Post n°502 pubblicato il 09 Febbraio 2010 da luger2

di Angelo Forgione tratto da Napoli.com

Ormai la misura è colma, anzi di più. Il Napoli si ritrova a fare i conti con una classifica falsata dagli arbitri e la percezione che si scenda in campo in casa come in trasferta in undici contro dodici non è solo della stampa e dei tifosi ma della stessa Società Sportiva Calcio Napoli, del suo Presidente, dei suoi dirigenti e degli stessi calciatori.

In questi frangenti è facile passare la soglia della ragione rischiando di passare per le vittime sacrificali, ma un simile esercizio sarebbe sterile e non porterebbe benefici. L’atteggiamento vittimistico è di chi si presenta in sala stampa e si dice danneggiato. Bisogna invece muoversi nelle sedi opportune e non limitandosi alla richiesta di tutela e al cambio dei vertici arbitrali; c’è bisogno innescare i presupposti per una rivoluzione copernicana dei metodi di gestione dell’intero movimento calcistico mondiale e riportare il calcio ad un livello minimo di credibilità.

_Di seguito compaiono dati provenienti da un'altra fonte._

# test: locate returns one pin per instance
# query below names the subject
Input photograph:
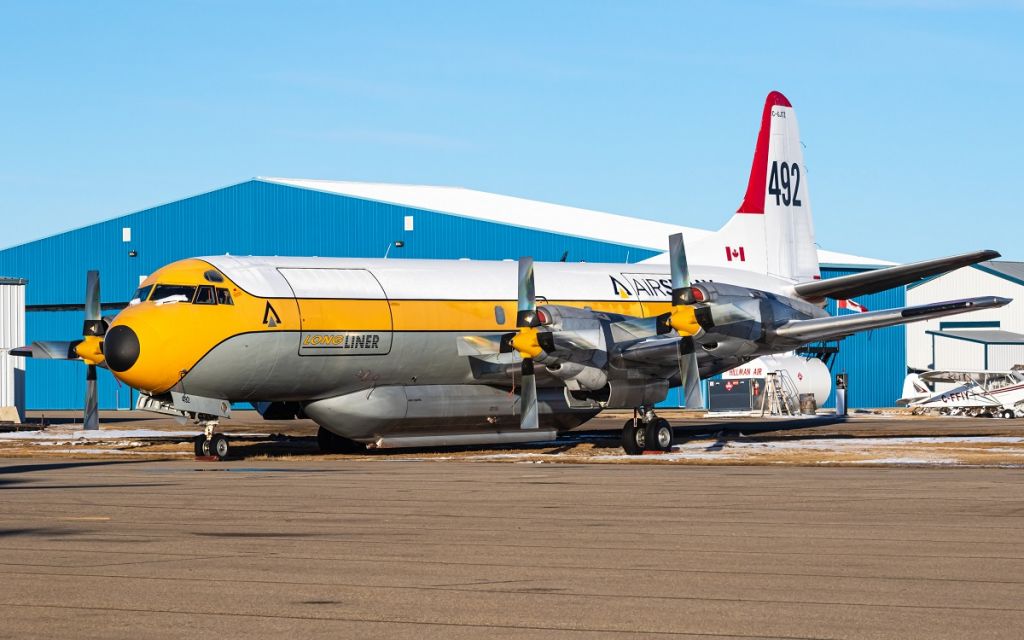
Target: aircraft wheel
(218, 445)
(634, 437)
(658, 435)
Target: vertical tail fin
(772, 231)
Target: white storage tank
(808, 374)
(11, 336)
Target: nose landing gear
(211, 445)
(646, 432)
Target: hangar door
(342, 311)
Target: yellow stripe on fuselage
(174, 337)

Probabilmente è proprio questo il motivo per cui il Napoli è inviso ai vertici del calcio nazionale; la politica critica e revisionistica nei confronti del sistema da parte di Aurelio De Laurentiis è probabilmente la causa del trattamento riservato alla sua squadra. Il cineasta ha capito in pochi anni le incoerenze sulle quali si basa la macchina calcistica e i suoi sermoni televisivi danno fastidio a chi di questo sistema si avvantaggia. La ritorsione sul campo è sotto gli occhi di tutti ed ormai oltre il limite della decenza.

È fin troppo evidente anche ai più orbi che la Società di De Laurentiis stia lottando contro i mulini a vento, urlando sin dalla terza giornata di campionato la propria indignazione e ricevendo in cambio maggiori maltrattamenti. Non spetta però a chi scrive né alla categoria giornalistica protestare. Ma è certamente lecito esercitare la libertà di espressione per offrire ai milioni di appassionati accecati dalla propria passione lo spunto di riflessione su uno sport che sarebbe troppo aberrante considerare ancora immacolato e scevro da influenze particolari.

Allarghiamo l’orizzonte e diciamo subito che il problema in Italia è oggi del Napoli e del suo presidente scomodo, ma non è solo del Napoli. La persecuzione può investire chiunque a seconda dei momenti contingenti. Così com’è gestito dai suoi vertici, il calcio internazionale non è altro che un affare plasmato in maniera lobbistica da un gruppo di potenti uomini che ne manovrano i fili. Sono troppi gli interessi che girano attorno al pallone, incalcolabili gli introiti che provengono da una passione irrefrenabile di cui sono protagonisti ma al tempo stesso vittime i tifosi e gli appassionati, schiavi senza averne reale percezione e colpa. Chi conduce il grande carrozzone è ben consapevole della partecipazione emotiva dei tifosi e la manipola con abilità da dietro le quinte. L’amore per le tante squadre del pianeta è una gallina dalle uova d’oro e la diffusione del prodotto calcio procede con degli schemi ben precisi. Lo dimostrano i diritti televisivi in diverse forme che fruttano introiti poi ridistribuiti; e mentre i salotti delle case si riempiono, gli stadi si svuotano. Nulla di male in questo, ma solo il più evidente aspetto di uno sport trasformato in faraonico business. E se il Napoli è secondo solo all’Inter per presenze allo stadio, è sacrificato invece nell’attenzione mediatica che focalizza tutto su Juve, Inter e Milan staccate sensibilmente dal Napoli, seppur quarto.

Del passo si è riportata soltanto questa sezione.